Over the coming weeks, parents will be told how they are failing their children, starting with next Thursday’s SureStart evaluation. But how will voters respond to the criticism, asks Gaby Hinsliff.
WHAT price do you put on good parenting?
Next Thursday we may move closer to an answer, when the government publishes its latest evaluation of SureStart, the multi-million pound programme to improve the lives of poorer children.
The report follows SureStart babies up to the age of five, and while it’s still under wraps, officials let slip some nuggets at a recent Lords select committee hearing. It seems we can, if nothing else, expect encouraging findings on “parental warmth” and interaction – the way parents talk to their children and encourage good behaviour.
It sounds fluffy, but the life-long impact of a strong bond between parent and preschooler can be startling.

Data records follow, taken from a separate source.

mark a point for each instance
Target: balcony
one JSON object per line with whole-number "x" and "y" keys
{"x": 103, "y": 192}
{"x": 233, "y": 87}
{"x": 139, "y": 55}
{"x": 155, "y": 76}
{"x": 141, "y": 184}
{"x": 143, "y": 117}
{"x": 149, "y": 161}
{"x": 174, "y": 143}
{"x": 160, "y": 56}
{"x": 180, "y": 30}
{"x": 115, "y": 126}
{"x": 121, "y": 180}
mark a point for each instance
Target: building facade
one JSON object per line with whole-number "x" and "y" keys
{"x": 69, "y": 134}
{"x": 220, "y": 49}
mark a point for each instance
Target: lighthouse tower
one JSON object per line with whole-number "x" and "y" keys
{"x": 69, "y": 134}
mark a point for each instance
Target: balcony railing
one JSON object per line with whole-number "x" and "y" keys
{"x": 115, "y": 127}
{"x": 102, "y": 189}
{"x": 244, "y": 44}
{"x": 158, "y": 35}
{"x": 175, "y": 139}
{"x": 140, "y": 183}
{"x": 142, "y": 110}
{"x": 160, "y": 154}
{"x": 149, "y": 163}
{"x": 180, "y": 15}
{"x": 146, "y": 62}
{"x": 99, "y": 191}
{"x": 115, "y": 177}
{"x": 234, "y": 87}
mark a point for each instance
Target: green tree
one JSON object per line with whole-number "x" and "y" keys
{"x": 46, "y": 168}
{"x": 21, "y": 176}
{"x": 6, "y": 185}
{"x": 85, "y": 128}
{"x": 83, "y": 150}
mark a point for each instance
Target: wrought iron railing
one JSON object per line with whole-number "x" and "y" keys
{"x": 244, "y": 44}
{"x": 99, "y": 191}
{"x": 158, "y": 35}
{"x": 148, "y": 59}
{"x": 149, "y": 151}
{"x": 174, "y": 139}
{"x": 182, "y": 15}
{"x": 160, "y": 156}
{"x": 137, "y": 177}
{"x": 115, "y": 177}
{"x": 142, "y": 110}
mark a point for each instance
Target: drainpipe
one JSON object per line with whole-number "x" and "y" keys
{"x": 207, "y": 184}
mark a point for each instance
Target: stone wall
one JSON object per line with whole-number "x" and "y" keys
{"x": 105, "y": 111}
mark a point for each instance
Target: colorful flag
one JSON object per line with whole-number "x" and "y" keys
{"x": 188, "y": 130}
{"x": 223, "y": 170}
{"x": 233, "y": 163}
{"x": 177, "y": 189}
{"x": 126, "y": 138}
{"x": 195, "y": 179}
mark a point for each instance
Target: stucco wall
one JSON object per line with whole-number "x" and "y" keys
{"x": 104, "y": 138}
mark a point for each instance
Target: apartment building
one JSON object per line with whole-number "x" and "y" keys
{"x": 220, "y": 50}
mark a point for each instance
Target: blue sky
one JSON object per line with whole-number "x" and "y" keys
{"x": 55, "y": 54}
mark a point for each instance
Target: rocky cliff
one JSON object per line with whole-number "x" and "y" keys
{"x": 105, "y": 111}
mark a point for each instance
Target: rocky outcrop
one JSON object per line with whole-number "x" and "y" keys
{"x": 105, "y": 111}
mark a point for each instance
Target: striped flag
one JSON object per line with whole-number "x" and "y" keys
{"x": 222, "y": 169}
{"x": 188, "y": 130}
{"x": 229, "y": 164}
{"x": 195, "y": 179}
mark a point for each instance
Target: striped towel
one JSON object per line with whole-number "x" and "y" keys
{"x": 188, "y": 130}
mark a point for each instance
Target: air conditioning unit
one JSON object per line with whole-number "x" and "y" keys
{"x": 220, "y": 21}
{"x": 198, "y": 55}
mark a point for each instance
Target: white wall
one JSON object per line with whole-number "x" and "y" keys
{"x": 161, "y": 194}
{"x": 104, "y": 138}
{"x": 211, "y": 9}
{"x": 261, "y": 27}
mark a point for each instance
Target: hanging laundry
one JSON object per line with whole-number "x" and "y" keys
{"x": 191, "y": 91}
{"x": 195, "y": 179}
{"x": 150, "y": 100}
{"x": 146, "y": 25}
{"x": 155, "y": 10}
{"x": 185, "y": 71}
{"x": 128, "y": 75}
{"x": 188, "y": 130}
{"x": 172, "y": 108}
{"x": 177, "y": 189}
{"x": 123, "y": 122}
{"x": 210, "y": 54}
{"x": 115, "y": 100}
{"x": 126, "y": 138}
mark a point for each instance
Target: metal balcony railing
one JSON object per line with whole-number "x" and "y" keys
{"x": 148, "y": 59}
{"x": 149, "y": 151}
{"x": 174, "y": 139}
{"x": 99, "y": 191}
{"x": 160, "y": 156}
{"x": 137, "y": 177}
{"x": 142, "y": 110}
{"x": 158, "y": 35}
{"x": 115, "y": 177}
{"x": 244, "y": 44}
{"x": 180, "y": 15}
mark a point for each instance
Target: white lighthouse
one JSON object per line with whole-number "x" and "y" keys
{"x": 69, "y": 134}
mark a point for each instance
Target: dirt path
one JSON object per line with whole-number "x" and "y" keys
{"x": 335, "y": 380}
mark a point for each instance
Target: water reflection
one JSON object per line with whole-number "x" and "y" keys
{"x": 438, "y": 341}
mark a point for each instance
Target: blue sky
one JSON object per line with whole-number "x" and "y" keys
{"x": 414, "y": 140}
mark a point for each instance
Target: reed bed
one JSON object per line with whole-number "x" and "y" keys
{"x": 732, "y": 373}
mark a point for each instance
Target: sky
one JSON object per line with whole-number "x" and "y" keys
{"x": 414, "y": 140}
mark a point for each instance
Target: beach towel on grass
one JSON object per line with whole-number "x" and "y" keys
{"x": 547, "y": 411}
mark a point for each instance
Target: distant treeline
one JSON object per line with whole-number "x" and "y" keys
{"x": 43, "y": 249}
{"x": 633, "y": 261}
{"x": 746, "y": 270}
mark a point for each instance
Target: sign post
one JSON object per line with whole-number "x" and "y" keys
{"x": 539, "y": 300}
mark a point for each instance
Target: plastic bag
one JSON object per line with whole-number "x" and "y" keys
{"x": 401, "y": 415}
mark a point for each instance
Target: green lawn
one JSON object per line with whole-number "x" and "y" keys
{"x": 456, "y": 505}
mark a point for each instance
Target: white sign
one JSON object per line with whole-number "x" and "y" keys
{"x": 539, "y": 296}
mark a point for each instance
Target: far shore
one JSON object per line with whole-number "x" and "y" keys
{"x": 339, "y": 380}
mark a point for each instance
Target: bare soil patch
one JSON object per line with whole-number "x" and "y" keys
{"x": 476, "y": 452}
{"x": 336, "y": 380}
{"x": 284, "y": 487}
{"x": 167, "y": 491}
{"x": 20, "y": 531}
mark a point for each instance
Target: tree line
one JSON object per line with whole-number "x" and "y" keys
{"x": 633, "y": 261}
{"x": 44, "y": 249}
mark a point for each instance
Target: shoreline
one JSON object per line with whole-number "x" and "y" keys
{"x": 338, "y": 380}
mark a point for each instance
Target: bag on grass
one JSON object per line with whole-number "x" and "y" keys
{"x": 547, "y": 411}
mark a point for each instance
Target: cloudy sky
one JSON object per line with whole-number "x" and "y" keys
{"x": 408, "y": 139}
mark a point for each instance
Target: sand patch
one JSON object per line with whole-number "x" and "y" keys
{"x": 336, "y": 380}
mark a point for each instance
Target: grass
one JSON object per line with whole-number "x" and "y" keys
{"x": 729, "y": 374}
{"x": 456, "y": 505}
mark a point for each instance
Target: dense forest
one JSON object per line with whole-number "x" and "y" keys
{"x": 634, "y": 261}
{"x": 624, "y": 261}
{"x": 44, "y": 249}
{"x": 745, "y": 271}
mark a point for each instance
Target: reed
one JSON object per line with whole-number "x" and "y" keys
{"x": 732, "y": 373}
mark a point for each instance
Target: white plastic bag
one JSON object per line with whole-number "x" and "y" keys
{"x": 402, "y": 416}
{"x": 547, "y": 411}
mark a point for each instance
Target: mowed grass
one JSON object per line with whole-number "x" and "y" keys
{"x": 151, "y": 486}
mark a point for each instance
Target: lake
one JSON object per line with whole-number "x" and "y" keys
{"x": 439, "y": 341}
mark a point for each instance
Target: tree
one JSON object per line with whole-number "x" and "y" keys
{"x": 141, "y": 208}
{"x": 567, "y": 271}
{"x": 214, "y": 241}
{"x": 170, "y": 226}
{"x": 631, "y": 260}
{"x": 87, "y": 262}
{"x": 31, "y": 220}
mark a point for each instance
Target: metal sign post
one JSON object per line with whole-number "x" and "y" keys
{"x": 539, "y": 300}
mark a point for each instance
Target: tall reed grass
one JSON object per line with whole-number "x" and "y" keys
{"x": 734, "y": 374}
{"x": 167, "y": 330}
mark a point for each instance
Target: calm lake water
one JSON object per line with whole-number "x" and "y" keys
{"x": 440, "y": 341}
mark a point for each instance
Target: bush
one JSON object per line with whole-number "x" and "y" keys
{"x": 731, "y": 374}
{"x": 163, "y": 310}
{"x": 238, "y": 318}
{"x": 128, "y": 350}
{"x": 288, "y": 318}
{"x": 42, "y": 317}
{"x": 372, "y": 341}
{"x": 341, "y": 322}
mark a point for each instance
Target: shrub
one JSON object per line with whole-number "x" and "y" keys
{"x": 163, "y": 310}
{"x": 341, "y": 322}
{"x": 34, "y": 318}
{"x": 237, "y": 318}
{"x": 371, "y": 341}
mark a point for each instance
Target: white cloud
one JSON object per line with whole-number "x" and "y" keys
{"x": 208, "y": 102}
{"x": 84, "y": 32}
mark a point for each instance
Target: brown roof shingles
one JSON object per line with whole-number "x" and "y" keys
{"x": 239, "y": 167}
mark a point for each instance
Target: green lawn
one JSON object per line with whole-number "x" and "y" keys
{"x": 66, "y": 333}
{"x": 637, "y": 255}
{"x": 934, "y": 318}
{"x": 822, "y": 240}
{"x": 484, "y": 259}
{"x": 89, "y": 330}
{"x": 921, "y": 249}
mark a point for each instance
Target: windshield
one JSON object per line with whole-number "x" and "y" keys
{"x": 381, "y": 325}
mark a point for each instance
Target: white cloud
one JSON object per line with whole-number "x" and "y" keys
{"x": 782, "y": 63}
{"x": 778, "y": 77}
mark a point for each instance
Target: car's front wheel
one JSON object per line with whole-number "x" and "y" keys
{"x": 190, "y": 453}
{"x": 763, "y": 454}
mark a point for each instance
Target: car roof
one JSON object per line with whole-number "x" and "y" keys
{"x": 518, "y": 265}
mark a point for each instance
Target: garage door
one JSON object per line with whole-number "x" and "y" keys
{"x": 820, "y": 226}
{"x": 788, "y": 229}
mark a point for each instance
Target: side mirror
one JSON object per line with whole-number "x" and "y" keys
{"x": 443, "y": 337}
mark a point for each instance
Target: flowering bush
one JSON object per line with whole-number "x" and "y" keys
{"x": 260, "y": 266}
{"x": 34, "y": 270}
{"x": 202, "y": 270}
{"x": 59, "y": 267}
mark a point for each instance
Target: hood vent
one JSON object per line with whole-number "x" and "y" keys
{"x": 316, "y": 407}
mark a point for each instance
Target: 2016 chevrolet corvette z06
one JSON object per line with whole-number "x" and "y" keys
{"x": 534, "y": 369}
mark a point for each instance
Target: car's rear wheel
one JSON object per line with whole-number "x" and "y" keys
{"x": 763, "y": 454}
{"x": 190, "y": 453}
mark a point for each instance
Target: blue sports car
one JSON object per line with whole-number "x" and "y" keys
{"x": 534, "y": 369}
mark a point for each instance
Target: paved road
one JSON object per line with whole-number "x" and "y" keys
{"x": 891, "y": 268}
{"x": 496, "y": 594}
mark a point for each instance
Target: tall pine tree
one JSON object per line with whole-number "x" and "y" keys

A good relationship forged now could translate into better school performance later, fewer teenage brushes with criminality – and ultimately, these children becoming better parents themselves.
Nothing cascades down the generations like good parenting: little else potentially saves the state so much cash and trouble.
Which means parents should brace themselves over coming weeks for a flurry of government-commissioned findings about what they’re doing wrong.
A major review of poverty from Labour MP Frank Field will shortly recommend shifting the state’s focus from financial hardship to poor parenting.
Field argues too many children start school unable even to hold a crayon or follow instructions, and money alone can’t explain or solve that.
Then comes his fellow Labour MP Graham Allen’s report this January on early intervention for struggling families.
For more libertarian Tories, this involves tricky questions about state interference in home life – while on the left, some question how easy it actually is to play happy families under chronic financial stress. Even ‘squeezed middle’ voters, working long hours in not particularly well paid jobs, regularly tell focus groups they lack the time or money they want to be good parents.
But better parenting is clearly becoming part of the Big Society vision, since stronger families in theory might do more for themselves.
And in a week where Downing Street declared its ambition to boost national happiness, happier children is a reasonable place to start – if ministers can just avoid aggravating too many of their parents.